2024-08-04, 11:20–11:50 (Asia/Taipei), TR211
Meta Llama 3 is the state-of-the-art open-source large language model. The pretrained language models can support a broad range of use cases. Llama 3 has several key improvements compared to Llama 2. The goal of this talk is to help developers unlock the power of Llama 3. To do so, we're going to deliver a step-by-step walkthrough to explain the source code and concepts of Llama 3.
For this talk, we're going to take a bottom-up approach and start from the tokenizer. Here, we'll talk about how Llama 3 address tokenizing and encoding/decoding text using the Tiktoken tokenizer.

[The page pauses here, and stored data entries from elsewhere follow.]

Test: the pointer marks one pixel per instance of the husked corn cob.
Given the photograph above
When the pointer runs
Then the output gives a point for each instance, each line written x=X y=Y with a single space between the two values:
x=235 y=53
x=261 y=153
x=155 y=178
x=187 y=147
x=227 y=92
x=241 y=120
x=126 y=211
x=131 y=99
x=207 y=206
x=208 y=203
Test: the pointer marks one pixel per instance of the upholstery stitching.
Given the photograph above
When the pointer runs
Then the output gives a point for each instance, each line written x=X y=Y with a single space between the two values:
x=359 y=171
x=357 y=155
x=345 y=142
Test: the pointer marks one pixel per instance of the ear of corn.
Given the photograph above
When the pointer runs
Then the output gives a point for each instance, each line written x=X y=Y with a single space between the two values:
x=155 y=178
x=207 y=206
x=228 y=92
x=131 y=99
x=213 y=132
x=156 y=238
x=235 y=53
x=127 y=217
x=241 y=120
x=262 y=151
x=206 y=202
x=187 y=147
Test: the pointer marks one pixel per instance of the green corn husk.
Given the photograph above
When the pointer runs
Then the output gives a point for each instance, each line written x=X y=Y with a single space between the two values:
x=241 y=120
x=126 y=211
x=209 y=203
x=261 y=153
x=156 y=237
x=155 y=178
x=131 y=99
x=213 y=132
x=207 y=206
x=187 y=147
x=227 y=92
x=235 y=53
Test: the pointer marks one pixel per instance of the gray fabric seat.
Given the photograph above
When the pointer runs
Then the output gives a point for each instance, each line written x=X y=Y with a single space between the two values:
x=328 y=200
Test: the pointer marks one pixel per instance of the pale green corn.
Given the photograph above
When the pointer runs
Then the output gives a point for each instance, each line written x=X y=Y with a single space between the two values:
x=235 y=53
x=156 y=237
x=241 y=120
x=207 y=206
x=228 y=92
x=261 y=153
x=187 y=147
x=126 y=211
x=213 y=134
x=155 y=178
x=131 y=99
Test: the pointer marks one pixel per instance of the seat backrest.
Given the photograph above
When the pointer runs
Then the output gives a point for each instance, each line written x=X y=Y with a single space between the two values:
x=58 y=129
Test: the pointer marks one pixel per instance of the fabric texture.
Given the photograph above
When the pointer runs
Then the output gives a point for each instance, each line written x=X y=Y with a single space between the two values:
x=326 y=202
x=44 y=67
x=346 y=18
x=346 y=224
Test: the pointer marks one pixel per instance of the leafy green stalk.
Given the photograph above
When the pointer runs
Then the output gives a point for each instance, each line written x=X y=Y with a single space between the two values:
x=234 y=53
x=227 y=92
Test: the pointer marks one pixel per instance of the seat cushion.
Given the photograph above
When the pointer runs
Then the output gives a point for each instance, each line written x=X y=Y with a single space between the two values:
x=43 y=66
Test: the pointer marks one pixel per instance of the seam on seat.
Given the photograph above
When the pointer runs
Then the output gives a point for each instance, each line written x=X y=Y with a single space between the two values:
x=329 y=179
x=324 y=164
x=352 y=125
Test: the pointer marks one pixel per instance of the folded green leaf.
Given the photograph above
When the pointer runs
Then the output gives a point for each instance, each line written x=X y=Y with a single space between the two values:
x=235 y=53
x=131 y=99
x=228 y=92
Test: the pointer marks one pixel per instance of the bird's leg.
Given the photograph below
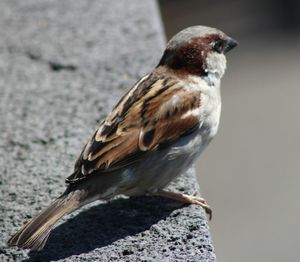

And then we'll move on to the model, where we'll get a better understand about how Llama 3 was built.
Finally, we'll tying all of these pieces together at the top level and talk a bit about how Llama 3 generates text sequences based on provided prompts.
This talk should be pretty helpful for developers to get an idea of how the building blocks of Llama 3 could be implemented with PyTorch. The code and concepts introduced are potentially transferrable to implement other generative language models.
John is a Senior Software Developer at CMoney, currently focusing on developing core modules for the engineering team.
He is deeply motivated by challenges and tends to be excited by breaking conventional ways of thinking and doing. With prior experiences in Machine Learning research, he works on combining the latest AI technology and engineering to build fun and creative applications.